PLoS One. 2016 Jun 13;11(6):e0157402. doi: 10.1371/journal.pone.0157402. eCollection 2016.
The characterization of multigene families with high copy number variation is often approached through PCR amplification with highly degenerate primers to account for all expected variants flanking the region of interest. Such an approach often introduces PCR biases that result in an unbalanced representation of targets in high-throughput sequencing libraries that eventually results in incomplete detection of the targeted alleles. Here we confirm this result and propose two different amplification strategies to alleviate this problem. The first strategy (called pooled-PCRs) targets different subsets of alleles in multiple independent PCRs using different moderately degenerate primer pairs, whereas the second approach (called pooled-primers) uses a custom-made pool of non-degenerate primers in a single PCR. We compare their performance to the common use of a single PCR with highly degenerate primers using the MHC class I of the Iberian lynx as a model. We found both novel approaches to work similarly well and better than the conventional approach. They significantly scored more alleles per individual (11.33 ± 1.38 and 11.72 ± 0.89 vs 7.94 ± 1.95), yielded more complete allelic profiles (96.28 ± 8.46 and 99.50 ± 2.12 vs 63.76 ± 15.43), and revealed more alleles at a population level (13 vs 12). Finally, we could link each allele's amplification efficiency with the primer-mismatches in its flanking sequences and show that ultra-deep coverage offered by high-throughput technologies does not fully compensate for such biases, especially as real alleles may reach lower coverage than artefacts. Adopting either of the proposed amplification methods provides the opportunity to attain more complete allelic profiles at lower coverages, improving confidence over the downstream analyses and subsequent applications.

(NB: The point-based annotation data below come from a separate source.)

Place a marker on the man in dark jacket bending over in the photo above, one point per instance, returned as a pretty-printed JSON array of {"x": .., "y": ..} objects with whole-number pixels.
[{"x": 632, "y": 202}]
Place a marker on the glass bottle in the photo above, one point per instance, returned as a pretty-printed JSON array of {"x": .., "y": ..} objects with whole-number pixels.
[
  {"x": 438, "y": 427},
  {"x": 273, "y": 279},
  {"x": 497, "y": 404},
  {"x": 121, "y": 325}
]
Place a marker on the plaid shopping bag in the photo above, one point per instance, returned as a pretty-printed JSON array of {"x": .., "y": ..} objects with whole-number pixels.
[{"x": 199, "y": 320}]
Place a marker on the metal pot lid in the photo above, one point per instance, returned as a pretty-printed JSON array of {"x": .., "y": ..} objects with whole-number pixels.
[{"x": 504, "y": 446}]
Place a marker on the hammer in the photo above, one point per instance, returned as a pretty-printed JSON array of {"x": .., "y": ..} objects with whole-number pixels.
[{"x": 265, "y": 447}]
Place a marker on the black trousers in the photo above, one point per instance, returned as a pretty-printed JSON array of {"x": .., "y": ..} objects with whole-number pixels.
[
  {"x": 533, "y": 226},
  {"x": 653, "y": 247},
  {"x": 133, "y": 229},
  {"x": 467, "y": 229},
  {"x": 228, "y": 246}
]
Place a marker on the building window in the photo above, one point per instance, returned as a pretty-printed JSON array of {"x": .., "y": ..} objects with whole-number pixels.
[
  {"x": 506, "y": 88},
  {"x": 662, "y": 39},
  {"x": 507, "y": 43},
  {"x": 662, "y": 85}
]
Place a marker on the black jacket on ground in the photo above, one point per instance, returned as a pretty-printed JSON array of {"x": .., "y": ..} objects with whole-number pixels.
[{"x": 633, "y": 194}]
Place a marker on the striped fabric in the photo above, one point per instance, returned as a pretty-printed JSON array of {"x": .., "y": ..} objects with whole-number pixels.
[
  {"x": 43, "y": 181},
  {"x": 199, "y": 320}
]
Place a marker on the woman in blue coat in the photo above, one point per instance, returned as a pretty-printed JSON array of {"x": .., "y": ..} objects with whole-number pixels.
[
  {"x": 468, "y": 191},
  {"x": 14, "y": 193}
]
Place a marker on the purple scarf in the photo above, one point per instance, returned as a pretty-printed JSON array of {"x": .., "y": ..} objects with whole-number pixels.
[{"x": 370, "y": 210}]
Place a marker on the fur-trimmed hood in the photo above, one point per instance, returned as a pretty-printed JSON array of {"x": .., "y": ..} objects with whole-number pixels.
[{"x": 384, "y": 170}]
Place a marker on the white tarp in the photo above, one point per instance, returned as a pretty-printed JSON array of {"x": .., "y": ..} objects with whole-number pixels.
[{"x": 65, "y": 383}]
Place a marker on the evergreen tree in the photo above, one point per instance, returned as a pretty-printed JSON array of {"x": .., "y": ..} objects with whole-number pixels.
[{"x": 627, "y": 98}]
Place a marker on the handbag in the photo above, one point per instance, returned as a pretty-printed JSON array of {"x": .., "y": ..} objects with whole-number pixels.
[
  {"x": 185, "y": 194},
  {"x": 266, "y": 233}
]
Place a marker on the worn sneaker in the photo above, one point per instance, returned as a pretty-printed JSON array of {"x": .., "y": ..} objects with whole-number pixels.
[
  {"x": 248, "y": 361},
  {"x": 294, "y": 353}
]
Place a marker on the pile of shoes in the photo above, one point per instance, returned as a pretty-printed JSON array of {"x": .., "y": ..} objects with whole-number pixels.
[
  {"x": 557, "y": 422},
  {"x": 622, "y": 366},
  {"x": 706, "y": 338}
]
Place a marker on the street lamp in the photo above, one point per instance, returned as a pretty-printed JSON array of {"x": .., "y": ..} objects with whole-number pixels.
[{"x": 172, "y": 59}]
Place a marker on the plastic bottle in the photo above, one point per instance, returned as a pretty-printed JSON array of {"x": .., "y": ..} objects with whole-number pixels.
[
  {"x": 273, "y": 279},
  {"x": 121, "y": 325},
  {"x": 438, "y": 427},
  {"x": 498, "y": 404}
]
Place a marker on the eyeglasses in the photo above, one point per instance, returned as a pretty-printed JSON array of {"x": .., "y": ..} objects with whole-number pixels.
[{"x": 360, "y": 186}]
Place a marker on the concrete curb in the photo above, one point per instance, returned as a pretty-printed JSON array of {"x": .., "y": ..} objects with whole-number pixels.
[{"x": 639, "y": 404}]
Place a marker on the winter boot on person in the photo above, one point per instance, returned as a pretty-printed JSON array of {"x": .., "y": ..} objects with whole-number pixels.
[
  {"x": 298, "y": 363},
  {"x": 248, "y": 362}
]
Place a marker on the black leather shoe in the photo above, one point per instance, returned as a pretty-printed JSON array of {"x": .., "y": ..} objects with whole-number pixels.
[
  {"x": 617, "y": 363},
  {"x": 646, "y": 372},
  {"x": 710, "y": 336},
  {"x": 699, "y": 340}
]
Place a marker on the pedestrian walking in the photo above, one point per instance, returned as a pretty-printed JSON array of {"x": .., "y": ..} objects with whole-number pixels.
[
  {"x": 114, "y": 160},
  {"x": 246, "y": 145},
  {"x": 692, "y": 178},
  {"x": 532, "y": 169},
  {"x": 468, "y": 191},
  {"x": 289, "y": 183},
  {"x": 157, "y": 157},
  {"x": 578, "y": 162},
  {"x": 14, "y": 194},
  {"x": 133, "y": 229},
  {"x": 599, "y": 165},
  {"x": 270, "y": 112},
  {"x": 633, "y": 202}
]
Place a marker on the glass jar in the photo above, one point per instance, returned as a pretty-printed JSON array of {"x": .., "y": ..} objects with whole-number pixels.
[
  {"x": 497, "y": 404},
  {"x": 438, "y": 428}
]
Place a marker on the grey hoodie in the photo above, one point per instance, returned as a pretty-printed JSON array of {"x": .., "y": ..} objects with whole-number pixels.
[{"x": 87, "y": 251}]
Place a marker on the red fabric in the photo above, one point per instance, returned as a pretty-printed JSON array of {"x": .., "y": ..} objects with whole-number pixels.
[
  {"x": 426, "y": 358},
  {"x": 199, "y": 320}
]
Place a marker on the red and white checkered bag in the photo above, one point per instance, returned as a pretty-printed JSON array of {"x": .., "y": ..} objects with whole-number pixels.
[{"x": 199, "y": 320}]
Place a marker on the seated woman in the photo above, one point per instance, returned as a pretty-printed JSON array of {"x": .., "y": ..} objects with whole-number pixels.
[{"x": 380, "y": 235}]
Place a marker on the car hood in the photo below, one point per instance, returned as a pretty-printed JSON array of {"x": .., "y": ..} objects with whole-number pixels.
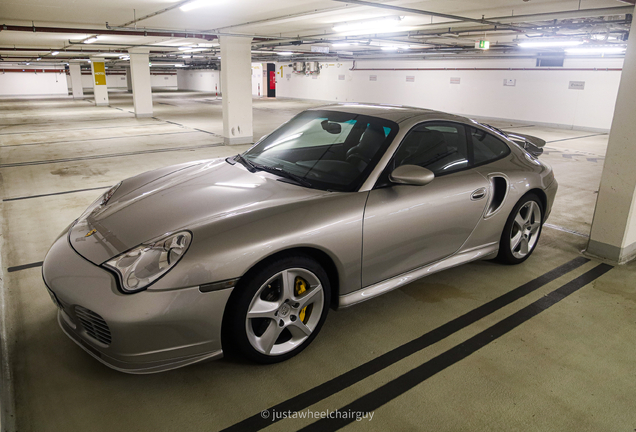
[{"x": 175, "y": 199}]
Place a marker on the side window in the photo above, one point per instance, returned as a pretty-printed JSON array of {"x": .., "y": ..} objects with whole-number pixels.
[
  {"x": 487, "y": 147},
  {"x": 439, "y": 146}
]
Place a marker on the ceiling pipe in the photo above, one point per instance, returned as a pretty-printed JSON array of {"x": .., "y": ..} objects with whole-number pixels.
[
  {"x": 423, "y": 12},
  {"x": 109, "y": 31},
  {"x": 284, "y": 17},
  {"x": 159, "y": 12},
  {"x": 583, "y": 13},
  {"x": 206, "y": 35}
]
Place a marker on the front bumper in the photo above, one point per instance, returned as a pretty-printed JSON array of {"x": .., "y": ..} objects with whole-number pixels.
[{"x": 146, "y": 332}]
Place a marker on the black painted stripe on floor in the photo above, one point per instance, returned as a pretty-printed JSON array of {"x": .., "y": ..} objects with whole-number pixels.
[
  {"x": 404, "y": 383},
  {"x": 570, "y": 139},
  {"x": 24, "y": 267},
  {"x": 567, "y": 230},
  {"x": 20, "y": 164},
  {"x": 96, "y": 139},
  {"x": 339, "y": 383},
  {"x": 54, "y": 193}
]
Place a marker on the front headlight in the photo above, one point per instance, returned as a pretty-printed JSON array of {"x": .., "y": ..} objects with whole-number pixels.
[{"x": 141, "y": 266}]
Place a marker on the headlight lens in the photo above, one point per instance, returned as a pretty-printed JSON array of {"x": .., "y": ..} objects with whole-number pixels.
[{"x": 141, "y": 266}]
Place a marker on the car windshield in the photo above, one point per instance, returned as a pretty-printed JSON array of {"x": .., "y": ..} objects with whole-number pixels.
[{"x": 326, "y": 150}]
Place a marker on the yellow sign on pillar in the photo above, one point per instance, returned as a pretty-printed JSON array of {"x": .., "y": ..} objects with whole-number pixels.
[{"x": 99, "y": 71}]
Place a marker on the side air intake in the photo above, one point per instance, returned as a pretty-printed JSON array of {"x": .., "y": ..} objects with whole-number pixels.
[{"x": 500, "y": 190}]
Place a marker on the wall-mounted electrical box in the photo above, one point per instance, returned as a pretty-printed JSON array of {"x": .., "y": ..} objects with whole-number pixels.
[{"x": 312, "y": 68}]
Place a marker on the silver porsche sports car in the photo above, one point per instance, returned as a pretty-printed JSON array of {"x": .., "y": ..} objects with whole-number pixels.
[{"x": 247, "y": 254}]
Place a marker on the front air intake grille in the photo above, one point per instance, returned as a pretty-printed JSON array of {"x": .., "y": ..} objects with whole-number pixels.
[{"x": 94, "y": 324}]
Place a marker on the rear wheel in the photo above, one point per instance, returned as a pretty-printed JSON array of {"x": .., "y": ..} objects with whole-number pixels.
[
  {"x": 279, "y": 310},
  {"x": 521, "y": 233}
]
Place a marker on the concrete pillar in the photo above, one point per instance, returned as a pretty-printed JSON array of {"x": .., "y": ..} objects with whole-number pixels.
[
  {"x": 128, "y": 79},
  {"x": 75, "y": 70},
  {"x": 236, "y": 87},
  {"x": 100, "y": 90},
  {"x": 140, "y": 77},
  {"x": 613, "y": 234}
]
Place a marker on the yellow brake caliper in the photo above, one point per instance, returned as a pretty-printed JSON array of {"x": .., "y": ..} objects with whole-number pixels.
[{"x": 300, "y": 286}]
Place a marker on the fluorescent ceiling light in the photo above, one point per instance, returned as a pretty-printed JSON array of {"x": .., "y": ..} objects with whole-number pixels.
[
  {"x": 550, "y": 44},
  {"x": 595, "y": 50},
  {"x": 373, "y": 26},
  {"x": 194, "y": 4}
]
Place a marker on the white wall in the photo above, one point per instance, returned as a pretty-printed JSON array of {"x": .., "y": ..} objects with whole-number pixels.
[
  {"x": 162, "y": 81},
  {"x": 199, "y": 80},
  {"x": 119, "y": 81},
  {"x": 540, "y": 95},
  {"x": 30, "y": 83}
]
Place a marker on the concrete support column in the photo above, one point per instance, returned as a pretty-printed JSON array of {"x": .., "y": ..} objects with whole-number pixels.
[
  {"x": 128, "y": 79},
  {"x": 100, "y": 90},
  {"x": 236, "y": 87},
  {"x": 75, "y": 70},
  {"x": 140, "y": 77},
  {"x": 613, "y": 233}
]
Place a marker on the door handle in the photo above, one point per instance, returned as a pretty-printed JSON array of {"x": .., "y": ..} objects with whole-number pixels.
[{"x": 478, "y": 194}]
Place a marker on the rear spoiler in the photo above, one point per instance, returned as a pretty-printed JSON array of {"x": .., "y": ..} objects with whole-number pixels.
[{"x": 529, "y": 143}]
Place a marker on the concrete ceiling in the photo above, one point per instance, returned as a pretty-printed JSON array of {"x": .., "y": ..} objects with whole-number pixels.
[{"x": 295, "y": 26}]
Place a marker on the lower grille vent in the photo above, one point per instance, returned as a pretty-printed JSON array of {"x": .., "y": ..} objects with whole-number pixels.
[{"x": 94, "y": 324}]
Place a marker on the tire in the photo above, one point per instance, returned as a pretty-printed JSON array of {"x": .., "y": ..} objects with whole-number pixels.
[
  {"x": 278, "y": 309},
  {"x": 522, "y": 230}
]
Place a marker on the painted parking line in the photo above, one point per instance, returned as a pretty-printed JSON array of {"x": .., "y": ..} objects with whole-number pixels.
[
  {"x": 75, "y": 129},
  {"x": 163, "y": 150},
  {"x": 341, "y": 382},
  {"x": 54, "y": 193},
  {"x": 414, "y": 377},
  {"x": 575, "y": 138},
  {"x": 94, "y": 139},
  {"x": 25, "y": 267}
]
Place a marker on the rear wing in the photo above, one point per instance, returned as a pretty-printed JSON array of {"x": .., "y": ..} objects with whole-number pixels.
[{"x": 529, "y": 143}]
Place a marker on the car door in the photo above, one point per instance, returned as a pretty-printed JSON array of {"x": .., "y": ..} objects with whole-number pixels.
[{"x": 406, "y": 227}]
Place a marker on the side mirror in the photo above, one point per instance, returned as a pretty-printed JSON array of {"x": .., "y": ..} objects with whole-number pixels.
[
  {"x": 331, "y": 127},
  {"x": 412, "y": 175}
]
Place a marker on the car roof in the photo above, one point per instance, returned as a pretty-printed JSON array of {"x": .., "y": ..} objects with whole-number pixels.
[{"x": 396, "y": 113}]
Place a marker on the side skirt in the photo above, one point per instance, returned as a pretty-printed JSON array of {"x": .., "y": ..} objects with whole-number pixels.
[{"x": 474, "y": 254}]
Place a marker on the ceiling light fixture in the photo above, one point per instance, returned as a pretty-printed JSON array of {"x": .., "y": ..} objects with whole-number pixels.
[
  {"x": 550, "y": 44},
  {"x": 194, "y": 4},
  {"x": 374, "y": 26},
  {"x": 595, "y": 50}
]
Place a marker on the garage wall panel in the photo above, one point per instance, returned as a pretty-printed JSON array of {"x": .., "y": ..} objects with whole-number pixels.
[
  {"x": 29, "y": 83},
  {"x": 199, "y": 80},
  {"x": 540, "y": 96}
]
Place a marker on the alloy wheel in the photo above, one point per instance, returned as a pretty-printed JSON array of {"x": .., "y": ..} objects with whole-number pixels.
[{"x": 285, "y": 311}]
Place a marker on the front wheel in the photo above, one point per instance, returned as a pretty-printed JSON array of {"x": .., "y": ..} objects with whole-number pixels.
[
  {"x": 522, "y": 230},
  {"x": 279, "y": 310}
]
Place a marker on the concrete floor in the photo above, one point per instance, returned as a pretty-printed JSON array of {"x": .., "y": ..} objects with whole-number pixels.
[{"x": 569, "y": 368}]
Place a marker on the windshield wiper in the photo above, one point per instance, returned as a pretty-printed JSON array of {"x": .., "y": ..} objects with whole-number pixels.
[
  {"x": 281, "y": 172},
  {"x": 246, "y": 163}
]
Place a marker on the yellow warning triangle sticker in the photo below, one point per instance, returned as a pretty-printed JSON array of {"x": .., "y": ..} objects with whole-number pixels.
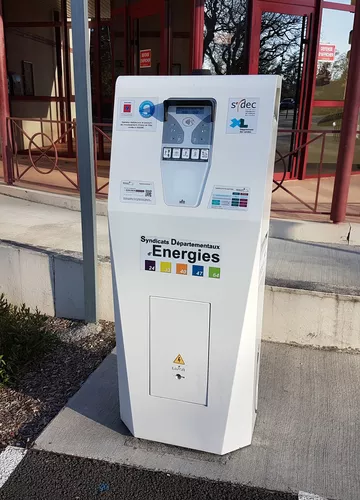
[{"x": 178, "y": 360}]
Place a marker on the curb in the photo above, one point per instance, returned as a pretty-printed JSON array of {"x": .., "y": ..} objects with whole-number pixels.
[
  {"x": 320, "y": 232},
  {"x": 9, "y": 460}
]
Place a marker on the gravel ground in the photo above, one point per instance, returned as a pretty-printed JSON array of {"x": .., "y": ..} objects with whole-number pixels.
[{"x": 49, "y": 382}]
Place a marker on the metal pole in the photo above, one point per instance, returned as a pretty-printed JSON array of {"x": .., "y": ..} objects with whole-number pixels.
[
  {"x": 4, "y": 105},
  {"x": 349, "y": 126},
  {"x": 67, "y": 73},
  {"x": 198, "y": 34},
  {"x": 85, "y": 150}
]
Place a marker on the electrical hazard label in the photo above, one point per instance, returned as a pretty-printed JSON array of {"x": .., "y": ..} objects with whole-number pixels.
[{"x": 179, "y": 360}]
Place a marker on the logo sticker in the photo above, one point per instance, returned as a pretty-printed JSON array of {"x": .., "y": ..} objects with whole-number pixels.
[
  {"x": 242, "y": 115},
  {"x": 127, "y": 107},
  {"x": 180, "y": 257},
  {"x": 147, "y": 109},
  {"x": 137, "y": 114}
]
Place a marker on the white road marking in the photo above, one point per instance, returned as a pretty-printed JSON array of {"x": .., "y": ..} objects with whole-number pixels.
[
  {"x": 9, "y": 460},
  {"x": 309, "y": 496}
]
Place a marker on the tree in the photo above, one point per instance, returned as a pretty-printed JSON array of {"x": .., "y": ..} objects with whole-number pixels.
[{"x": 225, "y": 38}]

对于具有高拷贝数变异的多基因家族的表征,通常通过使用高度简并引物进行PCR扩增来实现,以涵盖目标区域侧翼的所有预期变体。这种方法常常会引入PCR偏差,导致高通量测序文库中目标的不平衡表征,最终导致目标等位基因的检测不完整。在这里,我们证实了这一结果,并提出了两种不同的扩增策略来缓解这一问题。第一种策略(称为混合PCR)在多个独立的PCR中使用不同的中度简并引物对靶向不同的等位基因子集,而第二种方法(称为混合引物)在单个PCR中使用定制的非简并引物池。我们以伊比利亚猞猁的MHC I类为模型,将它们的性能与使用高度简并引物的单一PCR的常用方法进行了比较。我们发现这两种新方法的效果相似且优于传统方法。它们在每个个体中显著检测到更多的等位基因(分别为11.33±1.38和11.72±0.89,而传统方法为7.94±1.95),产生了更完整的等位基因图谱(分别为96.28±8.46和99.50±2.12,而传统方法为63.76±15.43),并且在群体水平上揭示了更多的等位基因(分别为13个和12个)。最后,我们可以将每个等位基因的扩增效率与其侧翼序列中的引物错配联系起来,并表明高通量技术提供的超深度覆盖并不能完全补偿这种偏差,特别是因为真实等位基因的覆盖度可能低于假象。采用所提出的任何一种扩增方法都有机会在较低的覆盖度下获得更完整的等位基因图谱,提高对下游分析和后续应用的信心。